Now, when you apply some kind of calculation on these three qubits, you’re applying the same calculation in all of those 8 resemblant worlds at the same time.

So, rather than going through each of those implicit results successionally, we can cipher the scores of all results at the same time.

With this particular illustration, in the proposition, your amount computer would be suitable to find one of the stylish results in many milliseconds. Again, that’s 001 or 110 as we saw before

A| B| C| Score

0| 0| 0|-1

0| 0| 1| 1<- bone

of the stylish results

0| 1| 0|-1

0| 1| 1|-1

1| 0| 0|-1

1| 0| 1|-1

1| 1| 0| 1<- the other stylish result

1| 1| 1|-1

In reality, to break this problem, you would need to give your amount computer two effects

All implicit results are represented with qubits

A function that turns each implicit result into a score. In this case, this is the function that counts the number of friend dyads and adversary dyads participating in the same auto.

Given these two effects, your amount computer will spear out one of the stylish results in many milliseconds. In this case, that’s 001 or 110 with a score of 1.

Now, in the proposition, an amount computer can find one of the stylish results every time it runs.

still, in reality, there are crimes when running several computers. So, rather than changing the stylish result, it might find the alternate-stylish result, the third-stylish result, and so on.

These crimes come more prominent as the problem becomes more and more complex.

So, in practice, you’ll presumably want to run the same operation on an amount of computers dozens of times or hundreds of times. Also, pick the stylish result out of the numerous results you get.

How several computer scales Indeed with the crimes I mentioned, the number of computers doesn’t have the same scaling issue a regular computer suffers from.

When there are 3 people we need to divide into two buses, the number of operations we need to perform on an amount computer is 1. This is because an amount computer computes the score of all configurations at the same time.

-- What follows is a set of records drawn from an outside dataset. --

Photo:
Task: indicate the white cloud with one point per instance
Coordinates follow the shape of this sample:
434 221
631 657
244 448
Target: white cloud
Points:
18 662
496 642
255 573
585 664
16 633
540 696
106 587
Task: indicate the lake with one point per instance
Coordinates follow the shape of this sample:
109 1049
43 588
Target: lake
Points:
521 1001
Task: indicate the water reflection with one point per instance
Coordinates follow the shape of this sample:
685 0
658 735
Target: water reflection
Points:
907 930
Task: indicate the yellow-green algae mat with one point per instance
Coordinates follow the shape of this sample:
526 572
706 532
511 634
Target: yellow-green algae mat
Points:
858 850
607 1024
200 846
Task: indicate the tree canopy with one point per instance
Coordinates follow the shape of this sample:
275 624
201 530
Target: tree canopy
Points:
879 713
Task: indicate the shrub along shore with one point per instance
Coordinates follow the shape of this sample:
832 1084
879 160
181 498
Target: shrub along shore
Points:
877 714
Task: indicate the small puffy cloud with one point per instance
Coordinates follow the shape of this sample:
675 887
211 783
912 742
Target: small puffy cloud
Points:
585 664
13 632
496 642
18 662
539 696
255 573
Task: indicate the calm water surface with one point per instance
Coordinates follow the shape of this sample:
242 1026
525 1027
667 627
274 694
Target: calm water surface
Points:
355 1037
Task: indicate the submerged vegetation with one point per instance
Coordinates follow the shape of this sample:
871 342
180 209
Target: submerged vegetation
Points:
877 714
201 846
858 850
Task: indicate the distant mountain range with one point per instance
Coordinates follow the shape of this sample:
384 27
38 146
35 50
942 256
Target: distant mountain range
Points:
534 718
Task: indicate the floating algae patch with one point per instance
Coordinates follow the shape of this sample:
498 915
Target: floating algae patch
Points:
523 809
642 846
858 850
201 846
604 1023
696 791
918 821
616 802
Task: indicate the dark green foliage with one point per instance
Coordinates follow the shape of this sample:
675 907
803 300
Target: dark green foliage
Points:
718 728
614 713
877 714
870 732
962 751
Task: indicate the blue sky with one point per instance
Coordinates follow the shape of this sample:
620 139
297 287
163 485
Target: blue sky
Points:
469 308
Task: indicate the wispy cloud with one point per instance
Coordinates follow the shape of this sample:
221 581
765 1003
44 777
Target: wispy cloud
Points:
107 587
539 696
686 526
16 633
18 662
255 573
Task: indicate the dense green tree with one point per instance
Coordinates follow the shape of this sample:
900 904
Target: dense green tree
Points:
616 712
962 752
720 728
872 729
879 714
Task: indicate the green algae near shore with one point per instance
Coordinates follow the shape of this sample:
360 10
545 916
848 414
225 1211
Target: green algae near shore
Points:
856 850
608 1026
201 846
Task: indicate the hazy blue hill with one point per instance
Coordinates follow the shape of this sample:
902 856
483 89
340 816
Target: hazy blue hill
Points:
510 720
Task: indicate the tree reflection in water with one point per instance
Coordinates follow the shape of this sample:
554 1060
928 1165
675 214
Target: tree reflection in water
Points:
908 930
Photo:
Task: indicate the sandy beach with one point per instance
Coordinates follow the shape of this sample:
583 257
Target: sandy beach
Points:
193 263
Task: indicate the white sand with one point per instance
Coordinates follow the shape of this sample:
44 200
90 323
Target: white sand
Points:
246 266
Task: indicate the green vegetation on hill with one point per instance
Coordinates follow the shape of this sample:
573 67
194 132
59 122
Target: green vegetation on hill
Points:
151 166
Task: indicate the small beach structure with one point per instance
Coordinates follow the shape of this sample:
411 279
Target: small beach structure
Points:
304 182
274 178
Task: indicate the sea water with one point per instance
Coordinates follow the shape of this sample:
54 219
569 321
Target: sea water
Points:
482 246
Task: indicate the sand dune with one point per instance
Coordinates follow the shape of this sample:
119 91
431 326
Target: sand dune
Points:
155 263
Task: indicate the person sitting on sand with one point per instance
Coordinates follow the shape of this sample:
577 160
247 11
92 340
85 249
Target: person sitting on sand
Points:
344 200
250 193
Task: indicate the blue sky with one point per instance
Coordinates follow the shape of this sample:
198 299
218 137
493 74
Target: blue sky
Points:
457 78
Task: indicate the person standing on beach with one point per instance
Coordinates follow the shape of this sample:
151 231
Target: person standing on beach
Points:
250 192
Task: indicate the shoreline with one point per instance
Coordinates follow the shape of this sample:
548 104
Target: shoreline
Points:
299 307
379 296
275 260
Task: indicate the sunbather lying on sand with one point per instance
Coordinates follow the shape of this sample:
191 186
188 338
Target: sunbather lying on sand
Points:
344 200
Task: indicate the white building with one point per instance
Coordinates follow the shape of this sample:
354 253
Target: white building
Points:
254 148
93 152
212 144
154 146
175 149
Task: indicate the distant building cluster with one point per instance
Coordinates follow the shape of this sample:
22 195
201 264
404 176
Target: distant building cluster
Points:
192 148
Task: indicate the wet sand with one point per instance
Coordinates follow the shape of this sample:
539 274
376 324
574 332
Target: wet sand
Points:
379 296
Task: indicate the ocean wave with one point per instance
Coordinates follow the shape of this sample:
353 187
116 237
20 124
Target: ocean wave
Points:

When there are 4 people, the number of operations is still 1.

When there are 100 people, the number of operations is still 1. With a single operation, an amount computer computes the scores of all 2 ¹⁰⁰

= 10 ³⁰ = one million configurations at the same time.

As I mentioned before, in practice, it’s presumably stylish to run your amount computer dozens of times or hundreds of times and pick the stylish result out of the numerous results you get.

still, it’s much better than running the same problem on a regular computer and having to repeat the same type of calculation one million times.

belting up

D- Wave lately launched a pall terrain for interacting with several computers.

still, it’s presumably the easiest way to do so, If you’re an investor and would like actually to try using the amount computer.